The one bright spot in this voting
controversy is the fact that CBS wisely chose not to air the Move On ad showing
children working at menial jobs to pay off our bloated federal deficit. They
said it was "controversial." Unlike the other ads we saw. I see their
point — as far as I could tell, there isn't a single explosion, not even a car
chase. It's so quiet you wouldn't even know the TV was on. Talk about a Super
Bowl Party killer. Imagine a roomful of stunned viewers trying to make sense of
it. "Duuuude, what kind of beer was that?!"
I suppose we could complain to CBS,
start a letter writing campaign.
Us: Dear CBS — Why do you think
crotch-biting is better than horse-flatulence?
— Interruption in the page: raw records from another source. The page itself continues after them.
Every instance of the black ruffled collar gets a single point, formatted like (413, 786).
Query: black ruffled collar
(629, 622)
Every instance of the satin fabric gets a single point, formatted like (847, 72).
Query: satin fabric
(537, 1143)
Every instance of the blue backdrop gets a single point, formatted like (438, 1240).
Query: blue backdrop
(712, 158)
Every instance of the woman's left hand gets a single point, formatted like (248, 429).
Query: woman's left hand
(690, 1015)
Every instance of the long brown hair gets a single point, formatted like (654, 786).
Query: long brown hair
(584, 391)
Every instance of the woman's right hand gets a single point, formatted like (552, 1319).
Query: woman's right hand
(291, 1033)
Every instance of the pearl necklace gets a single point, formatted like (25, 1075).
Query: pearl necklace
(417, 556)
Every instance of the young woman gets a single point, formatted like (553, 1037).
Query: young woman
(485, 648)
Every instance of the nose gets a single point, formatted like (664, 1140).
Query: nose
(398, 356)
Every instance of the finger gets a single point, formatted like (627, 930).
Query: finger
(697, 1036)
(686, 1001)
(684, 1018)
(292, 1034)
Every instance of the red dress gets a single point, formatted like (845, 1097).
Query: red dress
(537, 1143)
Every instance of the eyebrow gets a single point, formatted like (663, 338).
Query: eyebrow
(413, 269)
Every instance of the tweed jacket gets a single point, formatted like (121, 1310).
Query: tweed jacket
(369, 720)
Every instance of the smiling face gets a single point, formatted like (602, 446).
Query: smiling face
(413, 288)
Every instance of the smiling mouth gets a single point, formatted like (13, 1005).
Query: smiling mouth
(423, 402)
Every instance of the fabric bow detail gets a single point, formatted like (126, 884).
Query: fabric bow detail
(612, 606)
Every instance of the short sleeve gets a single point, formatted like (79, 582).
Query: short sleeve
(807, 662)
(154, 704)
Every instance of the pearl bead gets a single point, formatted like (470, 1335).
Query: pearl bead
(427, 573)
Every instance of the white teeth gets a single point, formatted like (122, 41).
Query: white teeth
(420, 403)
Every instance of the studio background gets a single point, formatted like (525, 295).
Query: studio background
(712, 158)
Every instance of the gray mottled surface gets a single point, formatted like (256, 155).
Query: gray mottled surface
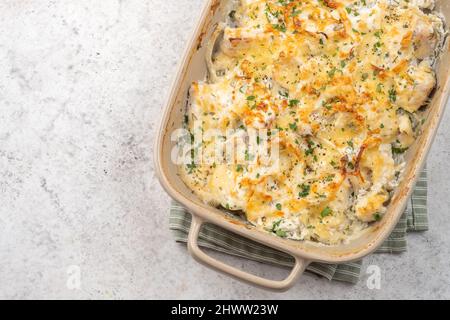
(82, 84)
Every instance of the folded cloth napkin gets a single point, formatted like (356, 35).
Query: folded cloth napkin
(414, 219)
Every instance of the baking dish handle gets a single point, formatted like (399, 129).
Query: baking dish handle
(200, 256)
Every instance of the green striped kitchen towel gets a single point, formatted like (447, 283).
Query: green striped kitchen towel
(216, 238)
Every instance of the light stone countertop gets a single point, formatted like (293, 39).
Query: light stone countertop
(82, 85)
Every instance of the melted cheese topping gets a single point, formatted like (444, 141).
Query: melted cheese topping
(339, 84)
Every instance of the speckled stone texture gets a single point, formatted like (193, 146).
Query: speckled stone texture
(82, 87)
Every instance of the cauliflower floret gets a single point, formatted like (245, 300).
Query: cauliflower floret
(412, 95)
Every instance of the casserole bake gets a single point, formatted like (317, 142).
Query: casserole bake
(194, 68)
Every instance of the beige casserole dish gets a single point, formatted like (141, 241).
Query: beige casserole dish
(192, 68)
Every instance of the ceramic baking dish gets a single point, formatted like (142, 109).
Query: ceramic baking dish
(192, 68)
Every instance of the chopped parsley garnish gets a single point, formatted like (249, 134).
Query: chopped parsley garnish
(325, 212)
(306, 188)
(392, 95)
Yrs Truly, dedicated viewer.
CBS: Huh?
So you can see that it would do no
good to complain. In frustration, I turned to my daily comfort — Right Wing Radio!
No, not ALL of right wing radio, just
my 15 or 20 favorite right wing radio hosts. Here's what they had to say:
"Blah blah, horrible display ..."
"Blah blah, terrible breast
..."
I had no idea what they were talking
about. I must have blinked at the wrong
time.
Eventually, I heard the word "wardrobe,"
and the word "malfunction," and believe me, two words you never want
to hear together are "wardrobe malfunction." The term makes
"erectile dysfunction" wither by comparison. I imagine teams of
wardrobe engineers were scrambling to contain the malfunction before it became
a wardrobe meltdown.
There is probably a lesson for us all in this terrible crotch-biting beer-guzzling erection-maximizing horse-flatulence new world we apparently live in. If you figure it out, somebody, anybody, please tell me.